A big “beach week” in Myrtle Beach, South Carolina, seems to be the place where at least 150 young people from Loudoun County of Virginia contracted COVID-19.
A large “week on the beach” meeting in Myrtle Beach, South Carolina, appears to be the place where at least 150 young people from Loudoun County of Virginia have contracted COVID-19.
In the past week, the Loudoun County Department of Health has experienced a significant increase in positive coronavirus tests among people between the ages of 10 and 19 and 20 and 29 and 29 years old.
A county press release on Monday said that 150 people aged 16 to 18 tested positive for the virus causing COVID-19 in the past week, and more than half of the county̵
County health director Dr.
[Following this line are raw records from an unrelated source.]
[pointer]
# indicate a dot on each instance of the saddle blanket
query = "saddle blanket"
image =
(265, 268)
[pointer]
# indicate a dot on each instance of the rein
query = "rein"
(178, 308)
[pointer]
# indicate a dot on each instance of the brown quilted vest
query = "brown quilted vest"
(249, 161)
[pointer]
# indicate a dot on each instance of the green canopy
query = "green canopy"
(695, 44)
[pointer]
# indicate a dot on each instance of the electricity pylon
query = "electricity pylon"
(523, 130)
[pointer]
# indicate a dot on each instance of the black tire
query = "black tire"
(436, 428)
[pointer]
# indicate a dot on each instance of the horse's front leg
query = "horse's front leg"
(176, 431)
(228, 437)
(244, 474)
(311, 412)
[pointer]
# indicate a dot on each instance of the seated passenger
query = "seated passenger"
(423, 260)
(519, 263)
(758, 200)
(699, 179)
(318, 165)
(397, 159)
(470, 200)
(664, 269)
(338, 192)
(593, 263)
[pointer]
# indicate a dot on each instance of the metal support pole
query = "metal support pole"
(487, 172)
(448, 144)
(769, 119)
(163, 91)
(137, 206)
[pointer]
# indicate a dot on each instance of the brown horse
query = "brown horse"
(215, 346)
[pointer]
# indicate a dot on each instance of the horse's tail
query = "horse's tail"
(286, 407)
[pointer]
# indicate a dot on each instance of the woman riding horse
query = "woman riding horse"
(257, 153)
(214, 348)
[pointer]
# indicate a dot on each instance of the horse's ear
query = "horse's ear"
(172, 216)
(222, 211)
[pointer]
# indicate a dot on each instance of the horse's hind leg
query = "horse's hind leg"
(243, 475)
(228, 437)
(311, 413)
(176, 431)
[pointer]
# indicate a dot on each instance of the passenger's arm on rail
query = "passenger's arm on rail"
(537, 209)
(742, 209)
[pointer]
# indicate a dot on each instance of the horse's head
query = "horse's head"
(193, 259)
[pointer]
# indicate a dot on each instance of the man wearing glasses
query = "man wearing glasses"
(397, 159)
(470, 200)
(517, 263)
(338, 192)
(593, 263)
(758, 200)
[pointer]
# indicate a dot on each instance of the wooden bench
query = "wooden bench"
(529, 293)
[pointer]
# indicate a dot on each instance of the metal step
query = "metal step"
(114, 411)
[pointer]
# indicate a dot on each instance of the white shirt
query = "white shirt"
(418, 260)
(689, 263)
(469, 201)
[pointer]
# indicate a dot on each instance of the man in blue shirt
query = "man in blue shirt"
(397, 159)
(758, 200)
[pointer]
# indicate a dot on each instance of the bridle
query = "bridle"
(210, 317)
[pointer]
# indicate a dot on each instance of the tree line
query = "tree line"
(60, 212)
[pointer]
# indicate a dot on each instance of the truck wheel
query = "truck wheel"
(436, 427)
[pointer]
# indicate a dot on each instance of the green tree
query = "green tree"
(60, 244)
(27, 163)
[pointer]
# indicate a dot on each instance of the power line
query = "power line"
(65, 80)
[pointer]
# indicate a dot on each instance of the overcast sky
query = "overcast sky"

David Goodfriend said that the young people who call the Northern Virginia county home probably spent more time in large groups.
He said that “many teenagers and young adults are increasingly participating in activities involving large gatherings of people, such as week on the beach and other celebrations, which has increased their exposure to others outside their families.”
NBC Washington, a partner of the WTOP, said that Goodfriend refers to a Loudoun County Beach Week event in Myrtle Beach, South Carolina, responsible for about 100 of the positive cases.
Goodfriend said that speaking with the infected and their doctors, the health department determined that hundreds of students had made the trip together.
Loudoun County has seen a large increase in young people contracting COVID-19. In the past week, more than half of its 383 positive cases are under 30 years old. Loudoun Co.’s health department says many young people have recently been infected after traveling to Myrtle Beach. (@ wusa9) pic.twitter.com/obEhGCvzSP
– John Henry (@JohnHenryWUSA) June 29, 2020
“And there could be even more out there,” he told NBC4.
The county’s message to its residents remains familiar: young people may feel “invincible,” said Goodfriend, but the risk is when they mingle in the community in general, collect the virus and take it home, where they could expose more vulnerable, older people. relatives.
The county reminded its residents that large events, such as those that occur during the July 4th holiday weekend or during the summer beach holidays, pose a greater risk to residents than staying at home and mingling with smaller groups of people.
Goodfriend asked healthy teenagers and young people to stay alert and continue to do their best to prevent the virus from spreading to the community.